Ellington Matthew J, Livermore David M, Pitt Tyrone L, Hall Lucinda M C, Woodford Neil
Antibiotic Resistance Monitoring and Reference Laboratory, Centre for Infections, Health Protection Agency 61 Colindale Avenue, London NW9 5EQ, UK.
J Antimicrob Chemother. 2006 Oct;58(4):848-52. doi: 10.1093/jac/dkl315. Epub 2006 Aug 5.
Fosfomycin is a possible oral treatment for lower urinary tract infections caused by Escherichia coli with CTX-M extended-spectrum beta-lactamases but is vulnerable to mutational resistance. Hypermutability among natural E. coli populations might facilitate the emergence of resistance to fosfomycin. We therefore examined the prevalence of mutators amongst urinary isolates of E. coli producing CTX-M beta-lactamases.
Urinary E. coli isolates with CTX-M beta-lactamases (n = 220) were screened for resistance to both rifampicin and fosfomycin, as well as a mutator phenotype, by rifampicin and fosfomycin disc assays. Mutation frequencies for 10 isolates, identified as mutators by the initial disc screen, were determined in triplicate on agar with rifampicin or fosfomycin at 4x MIC and with fosfomycin or nitrofurantoin at 256 mg/L.

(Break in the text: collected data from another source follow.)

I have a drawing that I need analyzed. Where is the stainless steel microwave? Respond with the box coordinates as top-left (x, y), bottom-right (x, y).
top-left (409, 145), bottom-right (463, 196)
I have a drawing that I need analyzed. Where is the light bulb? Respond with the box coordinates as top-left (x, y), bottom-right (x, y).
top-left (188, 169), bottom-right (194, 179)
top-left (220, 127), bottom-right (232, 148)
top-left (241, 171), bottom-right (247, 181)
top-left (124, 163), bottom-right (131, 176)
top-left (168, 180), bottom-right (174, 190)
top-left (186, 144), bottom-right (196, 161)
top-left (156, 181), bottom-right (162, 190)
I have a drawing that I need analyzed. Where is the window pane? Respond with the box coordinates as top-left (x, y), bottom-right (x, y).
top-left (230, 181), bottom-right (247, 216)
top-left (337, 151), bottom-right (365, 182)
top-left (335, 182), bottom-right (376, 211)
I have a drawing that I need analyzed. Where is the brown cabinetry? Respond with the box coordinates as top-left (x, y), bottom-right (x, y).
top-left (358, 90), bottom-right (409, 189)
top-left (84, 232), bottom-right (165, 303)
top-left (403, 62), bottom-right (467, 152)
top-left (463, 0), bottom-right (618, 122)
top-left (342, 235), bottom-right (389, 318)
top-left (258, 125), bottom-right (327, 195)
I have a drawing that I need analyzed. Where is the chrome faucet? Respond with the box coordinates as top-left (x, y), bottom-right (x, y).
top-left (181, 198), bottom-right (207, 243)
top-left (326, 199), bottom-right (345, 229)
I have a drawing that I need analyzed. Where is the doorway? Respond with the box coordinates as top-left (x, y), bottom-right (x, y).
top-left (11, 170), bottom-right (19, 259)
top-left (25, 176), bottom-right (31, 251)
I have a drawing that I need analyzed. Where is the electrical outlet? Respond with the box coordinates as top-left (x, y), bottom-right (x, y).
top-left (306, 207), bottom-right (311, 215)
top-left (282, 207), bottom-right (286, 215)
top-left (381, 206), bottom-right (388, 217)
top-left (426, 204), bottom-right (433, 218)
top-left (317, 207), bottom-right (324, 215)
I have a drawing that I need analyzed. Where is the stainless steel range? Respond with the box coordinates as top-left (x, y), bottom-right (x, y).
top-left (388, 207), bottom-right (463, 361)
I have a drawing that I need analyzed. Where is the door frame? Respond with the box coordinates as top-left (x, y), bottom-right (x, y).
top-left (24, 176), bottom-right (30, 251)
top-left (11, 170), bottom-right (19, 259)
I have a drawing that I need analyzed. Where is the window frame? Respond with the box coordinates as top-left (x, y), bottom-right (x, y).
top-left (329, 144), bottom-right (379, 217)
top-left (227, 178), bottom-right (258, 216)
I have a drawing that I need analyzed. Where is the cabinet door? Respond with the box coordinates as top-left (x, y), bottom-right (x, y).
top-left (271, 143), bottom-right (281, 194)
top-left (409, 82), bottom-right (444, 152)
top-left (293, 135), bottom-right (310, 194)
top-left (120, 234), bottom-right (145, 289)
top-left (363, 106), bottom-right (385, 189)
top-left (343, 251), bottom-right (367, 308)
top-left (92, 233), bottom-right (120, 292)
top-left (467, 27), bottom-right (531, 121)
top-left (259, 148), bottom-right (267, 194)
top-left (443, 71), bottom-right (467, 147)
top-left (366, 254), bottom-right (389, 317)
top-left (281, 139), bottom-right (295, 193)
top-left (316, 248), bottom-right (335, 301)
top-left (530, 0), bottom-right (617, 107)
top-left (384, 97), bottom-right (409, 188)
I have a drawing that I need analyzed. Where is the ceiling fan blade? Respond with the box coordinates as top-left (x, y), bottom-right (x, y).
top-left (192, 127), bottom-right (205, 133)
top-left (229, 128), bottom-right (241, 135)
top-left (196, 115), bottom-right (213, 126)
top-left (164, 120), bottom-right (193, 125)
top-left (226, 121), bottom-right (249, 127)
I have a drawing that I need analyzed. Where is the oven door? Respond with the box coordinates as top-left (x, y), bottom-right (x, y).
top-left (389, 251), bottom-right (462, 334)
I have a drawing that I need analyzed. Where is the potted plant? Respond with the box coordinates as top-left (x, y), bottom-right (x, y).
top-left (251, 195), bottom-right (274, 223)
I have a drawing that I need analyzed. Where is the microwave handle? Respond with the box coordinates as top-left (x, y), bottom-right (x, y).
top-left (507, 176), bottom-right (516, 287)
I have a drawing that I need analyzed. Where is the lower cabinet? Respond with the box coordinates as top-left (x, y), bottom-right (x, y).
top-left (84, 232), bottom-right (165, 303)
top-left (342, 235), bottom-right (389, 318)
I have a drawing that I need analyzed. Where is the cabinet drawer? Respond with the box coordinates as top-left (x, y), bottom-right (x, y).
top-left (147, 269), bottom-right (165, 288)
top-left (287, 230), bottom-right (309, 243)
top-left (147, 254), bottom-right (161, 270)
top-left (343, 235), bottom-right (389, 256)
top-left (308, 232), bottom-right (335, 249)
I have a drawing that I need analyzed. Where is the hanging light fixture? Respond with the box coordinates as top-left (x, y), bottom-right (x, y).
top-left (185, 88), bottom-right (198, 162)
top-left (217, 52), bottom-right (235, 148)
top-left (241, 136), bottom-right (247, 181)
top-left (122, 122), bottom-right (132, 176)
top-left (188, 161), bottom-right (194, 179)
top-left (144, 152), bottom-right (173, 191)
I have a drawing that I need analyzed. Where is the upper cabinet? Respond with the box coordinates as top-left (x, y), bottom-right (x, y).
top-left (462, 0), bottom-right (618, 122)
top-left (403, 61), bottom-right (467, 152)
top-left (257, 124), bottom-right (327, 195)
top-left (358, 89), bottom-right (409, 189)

The disc screen identified 10 likely mutators and quantitative tests indicated that 9 of these had mutation frequencies of 8.0 x 10(-6)-1.5 x 10(-4) for fosfomycin and 0.1-2.3 x 10(-6) for rifampicin. These mutators were diverse in terms of PFGE type and 4 of the 10 were confirmed as strong mutators with rifampicin and fosfomycin. Only the strongest mutator isolate and hypermutable MutS(-) control strain consistently gave single-step mutants resistant to 256 mg/L fosfomycin. No nitrofurantoin-resistant mutants were selected from any isolate, although they could be selected from the hypermutable MutS(-) control strain.
Mutator phenotypes were found among E. coli expressing CTX-M beta-lactamases and were independent of strain type. These had an increased propensity to fosfomycin resistance.
磷霉素是治疗由产CTX-M型超广谱β-内酰胺酶的大肠埃希菌引起的下尿路感染的一种可能的口服治疗药物,但易产生突变耐药性。自然大肠埃希菌群体中的高突变性可能促进对磷霉素耐药性的出现。因此,我们检测了产CTX-M型β-内酰胺酶的大肠埃希菌尿液分离株中突变体的流行情况。
通过利福平纸片扩散法和磷霉素纸片扩散法,对220株产CTX-M型β-内酰胺酶的大肠埃希菌尿液分离株进行利福平和磷霉素耐药性以及突变体表型的筛查。对最初纸片筛查鉴定为突变体的10株分离株,在含有4倍最低抑菌浓度(MIC)的利福平或磷霉素的琼脂平板上,以及含有256 mg/L磷霉素或呋喃妥因的琼脂平板上,一式三份测定其突变频率。
纸片筛查鉴定出10株可能的突变体,定量检测表明其中9株对磷霉素的突变频率为8.0×10⁻⁶ - 1.5×10⁻⁴,对利福平的突变频率为0.1 - 2.3×10⁻⁶。这些突变体在脉冲场凝胶电泳(PFGE)类型方面具有多样性,10株中有4株被确认为对利福平和磷霉素的强突变体。只有最强的突变体分离株和高突变性的MutS(-)对照菌株始终产生对256 mg/L磷霉素耐药的单步突变体。尽管可以从高突变性的MutS(-)对照菌株中筛选出呋喃妥因耐药突变体,但从任何分离株中均未筛选出呋喃妥因耐药突变体。
在表达CTX-M型β-内酰胺酶的大肠埃希菌中发现了突变体表型,且与菌株类型无关。这些突变体对磷霉素耐药的倾向增加。